Richland is a town in Richland County, Wisconsin, United States. The population was 1,175 at the 2020 census.

==Geography==
According to the United States Census Bureau, the town has a total area of 31.5 square miles (81.6 km^{2}), all land.

==Demographics==
As of the census of 2000, there were 1,364 people, 476 households, and 362 families residing in the town. The population density was 43.3 people per square mile (16.7/km^{2}). There were 516 housing units at an average density of 16.4 per square mile (6.3/km^{2}). The racial makeup of the town was 99.12% White, 0.07% Native American, 0.22% Asian, 0.29% from other races, and 0.29% from two or more races. Hispanic or Latino of any race were 0.81% of the population.

There were 476 households, out of which 33.4% had children under the age of 18 living with them, 66.2% were married couples living together, 4.6% had a female householder with no husband present, and 23.9% were non-families. 20.0% of all households were made up of individuals, and 11.8% had someone living alone who was 65 years of age or older. The average household size was 2.66 and the average family size was 3.06.

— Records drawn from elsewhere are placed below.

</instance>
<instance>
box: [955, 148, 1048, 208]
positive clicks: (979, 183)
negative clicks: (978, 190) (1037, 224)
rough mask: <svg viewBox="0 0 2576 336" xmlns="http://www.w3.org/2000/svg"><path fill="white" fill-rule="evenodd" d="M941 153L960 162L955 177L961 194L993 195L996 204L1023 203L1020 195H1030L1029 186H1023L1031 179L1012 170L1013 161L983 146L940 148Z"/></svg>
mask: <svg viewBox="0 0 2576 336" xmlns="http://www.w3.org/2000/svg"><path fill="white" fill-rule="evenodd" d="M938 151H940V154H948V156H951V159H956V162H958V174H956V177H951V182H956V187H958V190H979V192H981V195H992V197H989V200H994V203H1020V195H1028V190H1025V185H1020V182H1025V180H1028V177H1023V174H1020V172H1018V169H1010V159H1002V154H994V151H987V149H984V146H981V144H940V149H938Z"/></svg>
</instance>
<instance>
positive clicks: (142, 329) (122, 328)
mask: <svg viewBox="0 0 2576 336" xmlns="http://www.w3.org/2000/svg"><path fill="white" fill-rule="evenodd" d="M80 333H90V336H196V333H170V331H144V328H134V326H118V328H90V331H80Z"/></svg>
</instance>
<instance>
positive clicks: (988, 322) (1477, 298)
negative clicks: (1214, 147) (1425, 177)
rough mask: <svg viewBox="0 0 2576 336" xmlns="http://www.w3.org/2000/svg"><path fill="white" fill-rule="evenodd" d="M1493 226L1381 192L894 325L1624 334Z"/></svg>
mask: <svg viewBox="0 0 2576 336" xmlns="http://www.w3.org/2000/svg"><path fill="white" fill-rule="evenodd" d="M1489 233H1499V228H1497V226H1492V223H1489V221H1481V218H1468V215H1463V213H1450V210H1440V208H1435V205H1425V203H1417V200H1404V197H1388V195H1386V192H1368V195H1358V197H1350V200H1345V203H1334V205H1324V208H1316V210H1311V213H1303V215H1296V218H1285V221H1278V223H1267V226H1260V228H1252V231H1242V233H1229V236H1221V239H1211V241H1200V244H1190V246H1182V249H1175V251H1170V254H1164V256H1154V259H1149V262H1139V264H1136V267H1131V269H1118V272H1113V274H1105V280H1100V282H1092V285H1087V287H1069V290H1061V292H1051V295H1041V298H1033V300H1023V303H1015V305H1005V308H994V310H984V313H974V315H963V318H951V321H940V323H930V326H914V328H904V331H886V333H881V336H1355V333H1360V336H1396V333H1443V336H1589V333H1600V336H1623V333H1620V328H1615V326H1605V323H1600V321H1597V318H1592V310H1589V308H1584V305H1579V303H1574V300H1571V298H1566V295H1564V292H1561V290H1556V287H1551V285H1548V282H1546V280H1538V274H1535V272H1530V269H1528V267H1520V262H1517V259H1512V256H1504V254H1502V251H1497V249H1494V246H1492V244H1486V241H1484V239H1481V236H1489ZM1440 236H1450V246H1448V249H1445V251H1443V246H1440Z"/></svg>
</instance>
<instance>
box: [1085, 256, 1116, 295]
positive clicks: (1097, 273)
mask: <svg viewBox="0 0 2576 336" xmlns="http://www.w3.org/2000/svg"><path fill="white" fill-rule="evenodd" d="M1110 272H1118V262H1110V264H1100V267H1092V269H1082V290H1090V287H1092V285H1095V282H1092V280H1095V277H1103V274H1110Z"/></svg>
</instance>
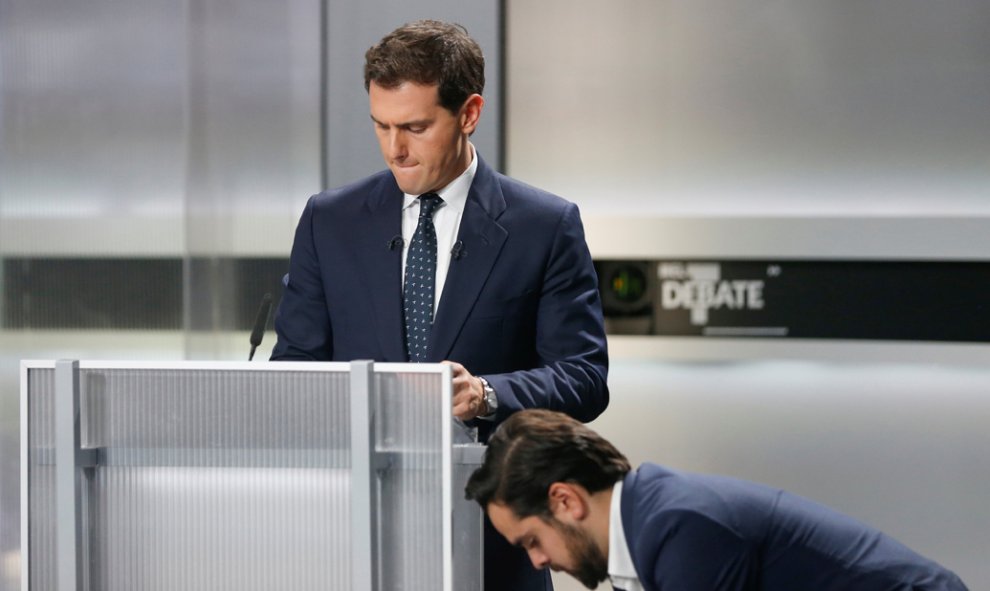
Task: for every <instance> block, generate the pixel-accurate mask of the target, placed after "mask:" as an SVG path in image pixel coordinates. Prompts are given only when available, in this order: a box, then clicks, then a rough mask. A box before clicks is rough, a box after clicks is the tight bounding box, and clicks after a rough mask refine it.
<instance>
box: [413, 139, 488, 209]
mask: <svg viewBox="0 0 990 591" xmlns="http://www.w3.org/2000/svg"><path fill="white" fill-rule="evenodd" d="M469 145H470V144H469ZM477 171H478V151H477V150H475V149H474V145H471V164H469V165H468V167H467V169H465V171H464V172H462V173H461V175H460V176H459V177H457V178H456V179H454V180H452V181H450V183H449V184H448V185H447V186H446V187H444V188H442V189H440V190H439V191H437V192H436V193H437V195H439V196H440V198H441V199H443V207H444V209H446V210H447V211H457V212H463V211H464V204H465V203H467V194H468V191H470V190H471V183H472V182H474V174H475V173H476V172H477ZM403 195H404V197H403V200H402V209H406V208H407V207H409V206H410V205H412V204H413V203H415V202H416V200H417V199H419V195H410V194H409V193H403Z"/></svg>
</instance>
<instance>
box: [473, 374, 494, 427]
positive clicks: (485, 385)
mask: <svg viewBox="0 0 990 591" xmlns="http://www.w3.org/2000/svg"><path fill="white" fill-rule="evenodd" d="M478 379H479V380H481V390H482V392H483V393H484V396H485V406H487V407H488V412H487V413H485V414H483V415H481V416H480V417H478V418H482V419H489V418H492V417H494V416H495V411H496V410H498V396H495V388H492V385H491V384H489V383H488V380H486V379H485V378H483V377H481V376H478Z"/></svg>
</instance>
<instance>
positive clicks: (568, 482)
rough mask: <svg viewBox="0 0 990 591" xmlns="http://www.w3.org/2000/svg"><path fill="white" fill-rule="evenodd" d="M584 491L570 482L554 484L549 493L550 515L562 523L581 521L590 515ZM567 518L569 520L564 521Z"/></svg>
mask: <svg viewBox="0 0 990 591" xmlns="http://www.w3.org/2000/svg"><path fill="white" fill-rule="evenodd" d="M581 491H582V489H581V488H580V487H578V486H576V485H574V484H571V483H569V482H554V483H553V484H551V485H550V490H549V491H547V497H548V498H547V501H548V506H549V508H550V513H552V514H553V516H554V517H555V518H557V519H558V520H561V521H570V522H574V521H581V520H582V519H584V518H585V516H587V514H588V500H587V499H586V498H584V496H583V495H582V494H581ZM565 517H567V518H568V519H564V518H565Z"/></svg>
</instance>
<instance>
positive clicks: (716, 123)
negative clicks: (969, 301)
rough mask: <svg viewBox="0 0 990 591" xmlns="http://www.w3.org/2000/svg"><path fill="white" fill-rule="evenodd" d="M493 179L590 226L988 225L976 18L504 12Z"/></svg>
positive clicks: (885, 14) (717, 8)
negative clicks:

In the town, the population was spread out, with 24.3% under the age of 18, 7.5% from 18 to 24, 21.3% from 25 to 44, 26.2% from 45 to 64, and 20.8% who were 65 years of age or older. The median age was 43 years. For every 100 females, there were 94.3 males. For every 100 females age 18 and over, there were 93.8 males.

The median income for a household in the town was $43,036, and the median income for a family was $50,152. Males had a median income of $31,181 versus $21,705 for females. The per capita income for the town was $21,435. About 5.0% of families and 7.9% of the population were below the poverty line, including 13.7% of those under age 18 and 11.4% of those age 65 or over.